Eviter la ghettoïsation
« Les meurtres, c’est choquant et alarmant. Mais le plus gros sentiment d’insécurité, c’est celui de l’insécurité morale des parents qui voient leurs enfants dans les réseaux », explique Sofiane Majéri, président de l’association culturelle des quartiers défavorisés, Champ contre champ. Cette angoisse, Céline Burgos, habitante, l’a vécue pendant trois ans. « Mon fils aîné a travaillé pour le réseau quand il avait quinze ans », raconte cette mère de six enfants. Pour l’en sortir, elle a tout essayé. « J’ai déposé des plaintes, des mains courantes… Je me suis faite renvoyer à chaque fois », explique-t-elle. Lassée de la démission des pouvoirs publics, Céline décide alors d’aller se confronter directement à ceux qui retiennent son fils. « J’étais prête à tout. Je préférais qu’il soit en taule plutôt que de le retrouver un jour avec une balle dans la tête. » Un conflit qui lui a valu des représailles violentes : incendie dans sa cuisine, menaces de mort et même une balle à blanc dans le genou. « Le but était de me faire déménager pour que je n’ai plus contact avec mon fils. Mais ça m’a donné encore plus envie de rester dans mon quartier. C’est mon rôle de maman d’être responsable et pas démissionnaire. » Au bout de trois ans d’intimidations, elle réussit à faire sortir son fils du réseau.
Aujourd’hui, Céline Burgos fait partie d’ « Habitants à l’épreuve des réseaux », constitué en majorité de mères de famille, intégrée au groupe de réflexion, créé par l’Association départementale pour le développement des actions de prévention (Addap 13), « Questions de réseaux ». « On y apporte notre vécu comme expertise, on cherche des solutions pour agir avec les travailleurs sociaux, on essaie de bouger pour que les enfants ne se sentent pas ghettoïsés. »
48 % de chômage
Pour les acteurs du quartier, il faut faire attention, toute la cité n’est pas en lien avec le trafic et la plupart des jeunes font ça de manière transitoire. « Ce n’est pas aussi simple qu’être ou non dans le réseau, c’est beaucoup plus flou que ça », nuance Sébastien Fournier, l’instituteur. Une petite minorité gagnerait vraiment de l’argent. « Pour les jeunes, c’est une situation précaire. Mais ils font ça quand ils ont besoin d’un peu de sous, comme quand on va travailler à MacDo. Avec les risques en plus ! »
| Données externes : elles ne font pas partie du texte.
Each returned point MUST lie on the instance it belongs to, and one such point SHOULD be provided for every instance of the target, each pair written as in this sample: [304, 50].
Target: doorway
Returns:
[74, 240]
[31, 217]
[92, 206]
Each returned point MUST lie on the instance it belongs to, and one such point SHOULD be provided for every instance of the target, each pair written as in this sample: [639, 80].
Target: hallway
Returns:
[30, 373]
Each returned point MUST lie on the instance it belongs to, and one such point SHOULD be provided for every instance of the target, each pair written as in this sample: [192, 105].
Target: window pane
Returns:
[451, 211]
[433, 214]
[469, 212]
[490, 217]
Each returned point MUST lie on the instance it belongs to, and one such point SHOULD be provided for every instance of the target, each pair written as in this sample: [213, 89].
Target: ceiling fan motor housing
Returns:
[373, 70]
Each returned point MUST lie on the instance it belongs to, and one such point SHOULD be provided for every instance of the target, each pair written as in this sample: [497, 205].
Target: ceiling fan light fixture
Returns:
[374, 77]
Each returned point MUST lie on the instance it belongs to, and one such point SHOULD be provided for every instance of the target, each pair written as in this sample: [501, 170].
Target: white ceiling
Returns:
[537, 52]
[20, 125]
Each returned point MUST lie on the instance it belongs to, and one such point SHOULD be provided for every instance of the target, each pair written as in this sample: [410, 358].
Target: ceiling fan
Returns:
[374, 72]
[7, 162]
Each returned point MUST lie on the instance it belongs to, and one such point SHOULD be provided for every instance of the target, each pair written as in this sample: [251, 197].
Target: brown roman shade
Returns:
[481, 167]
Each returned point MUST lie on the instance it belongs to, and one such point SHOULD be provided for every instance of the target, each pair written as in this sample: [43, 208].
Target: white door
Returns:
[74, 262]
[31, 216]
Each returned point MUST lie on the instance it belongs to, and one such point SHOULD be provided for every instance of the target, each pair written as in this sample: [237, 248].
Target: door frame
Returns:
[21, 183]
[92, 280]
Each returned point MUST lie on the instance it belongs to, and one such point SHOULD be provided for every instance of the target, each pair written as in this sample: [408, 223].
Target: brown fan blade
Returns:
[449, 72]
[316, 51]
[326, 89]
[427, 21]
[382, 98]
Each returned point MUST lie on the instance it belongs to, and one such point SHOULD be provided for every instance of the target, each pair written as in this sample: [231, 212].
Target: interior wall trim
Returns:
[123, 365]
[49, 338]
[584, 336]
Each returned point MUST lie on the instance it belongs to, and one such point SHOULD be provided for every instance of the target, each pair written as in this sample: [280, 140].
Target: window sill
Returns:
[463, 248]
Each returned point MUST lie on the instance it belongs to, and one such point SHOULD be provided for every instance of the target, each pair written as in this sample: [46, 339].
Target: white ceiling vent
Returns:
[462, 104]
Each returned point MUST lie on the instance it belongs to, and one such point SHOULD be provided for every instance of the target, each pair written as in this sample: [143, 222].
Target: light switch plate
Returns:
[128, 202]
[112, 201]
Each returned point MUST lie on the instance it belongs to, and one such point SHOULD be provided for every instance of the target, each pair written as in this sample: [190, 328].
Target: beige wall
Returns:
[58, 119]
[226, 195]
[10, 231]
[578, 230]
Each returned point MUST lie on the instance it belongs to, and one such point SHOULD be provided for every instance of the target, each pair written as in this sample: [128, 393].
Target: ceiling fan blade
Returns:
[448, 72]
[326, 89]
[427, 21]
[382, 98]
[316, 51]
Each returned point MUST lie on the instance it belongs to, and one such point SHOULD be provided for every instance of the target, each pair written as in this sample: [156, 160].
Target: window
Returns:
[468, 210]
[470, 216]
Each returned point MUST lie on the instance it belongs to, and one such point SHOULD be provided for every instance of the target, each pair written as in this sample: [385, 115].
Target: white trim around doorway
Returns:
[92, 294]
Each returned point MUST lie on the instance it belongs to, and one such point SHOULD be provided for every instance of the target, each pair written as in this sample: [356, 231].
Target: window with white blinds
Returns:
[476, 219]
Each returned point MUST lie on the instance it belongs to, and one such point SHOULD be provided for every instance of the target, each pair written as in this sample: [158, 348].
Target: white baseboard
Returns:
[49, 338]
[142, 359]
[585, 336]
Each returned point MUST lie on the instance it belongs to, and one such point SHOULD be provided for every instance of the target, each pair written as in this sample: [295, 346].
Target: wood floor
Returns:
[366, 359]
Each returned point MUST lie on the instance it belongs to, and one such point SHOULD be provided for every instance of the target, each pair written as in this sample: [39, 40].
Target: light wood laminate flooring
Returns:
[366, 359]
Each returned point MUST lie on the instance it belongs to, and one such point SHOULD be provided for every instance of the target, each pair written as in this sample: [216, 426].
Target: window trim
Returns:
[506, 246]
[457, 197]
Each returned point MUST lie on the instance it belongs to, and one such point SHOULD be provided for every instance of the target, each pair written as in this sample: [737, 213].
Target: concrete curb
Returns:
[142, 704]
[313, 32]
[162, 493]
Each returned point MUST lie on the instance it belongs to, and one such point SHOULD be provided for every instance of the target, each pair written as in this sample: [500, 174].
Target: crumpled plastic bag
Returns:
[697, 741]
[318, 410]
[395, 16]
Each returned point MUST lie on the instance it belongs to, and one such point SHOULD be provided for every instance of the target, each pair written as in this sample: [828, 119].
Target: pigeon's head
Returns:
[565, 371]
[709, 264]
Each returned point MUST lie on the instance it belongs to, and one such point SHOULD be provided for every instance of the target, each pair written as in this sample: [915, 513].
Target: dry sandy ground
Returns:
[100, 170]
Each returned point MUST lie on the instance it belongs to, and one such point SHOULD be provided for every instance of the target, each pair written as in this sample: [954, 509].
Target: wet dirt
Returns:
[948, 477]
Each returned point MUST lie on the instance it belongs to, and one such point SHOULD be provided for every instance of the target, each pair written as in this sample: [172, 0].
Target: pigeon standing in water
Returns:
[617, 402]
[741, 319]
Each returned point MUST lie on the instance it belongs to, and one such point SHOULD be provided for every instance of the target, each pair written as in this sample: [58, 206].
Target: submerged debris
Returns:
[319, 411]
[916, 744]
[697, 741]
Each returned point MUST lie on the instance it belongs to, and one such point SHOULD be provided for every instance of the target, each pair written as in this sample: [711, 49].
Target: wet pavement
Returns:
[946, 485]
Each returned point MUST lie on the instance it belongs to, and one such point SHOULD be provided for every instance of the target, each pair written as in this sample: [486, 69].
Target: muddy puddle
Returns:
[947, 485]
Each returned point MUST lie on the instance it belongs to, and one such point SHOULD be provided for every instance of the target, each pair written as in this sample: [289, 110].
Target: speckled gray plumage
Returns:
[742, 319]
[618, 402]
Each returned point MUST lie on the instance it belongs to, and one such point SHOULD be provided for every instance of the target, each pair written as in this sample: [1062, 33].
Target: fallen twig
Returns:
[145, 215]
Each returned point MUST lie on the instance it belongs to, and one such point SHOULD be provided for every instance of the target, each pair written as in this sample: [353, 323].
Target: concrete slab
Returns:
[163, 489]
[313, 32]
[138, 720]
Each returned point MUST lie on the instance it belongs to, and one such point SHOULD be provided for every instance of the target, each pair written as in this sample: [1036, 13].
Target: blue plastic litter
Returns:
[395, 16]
Et si l’enseignant croise parfois des anciens élèves qui « avaient des capacités à l’école » en train d’errer en bas des tours, c’est qu’à la Busserine, le chômage touche 48 % de la population selon les chiffres officiels. Le trafic est une conséquence de ce manque de perspectives. « Les petits voient leurs parents travailler et avoir du mal à boucler les fins de mois, leurs grands frères étudier et ne pas trouver de boulot et ceux qui réussissent partent du quartier, précise Sofiane Majeri. Les seuls qui montrent des signes de richesse, ce sont les dealers. Ça devient l’unique image de »réussite »… »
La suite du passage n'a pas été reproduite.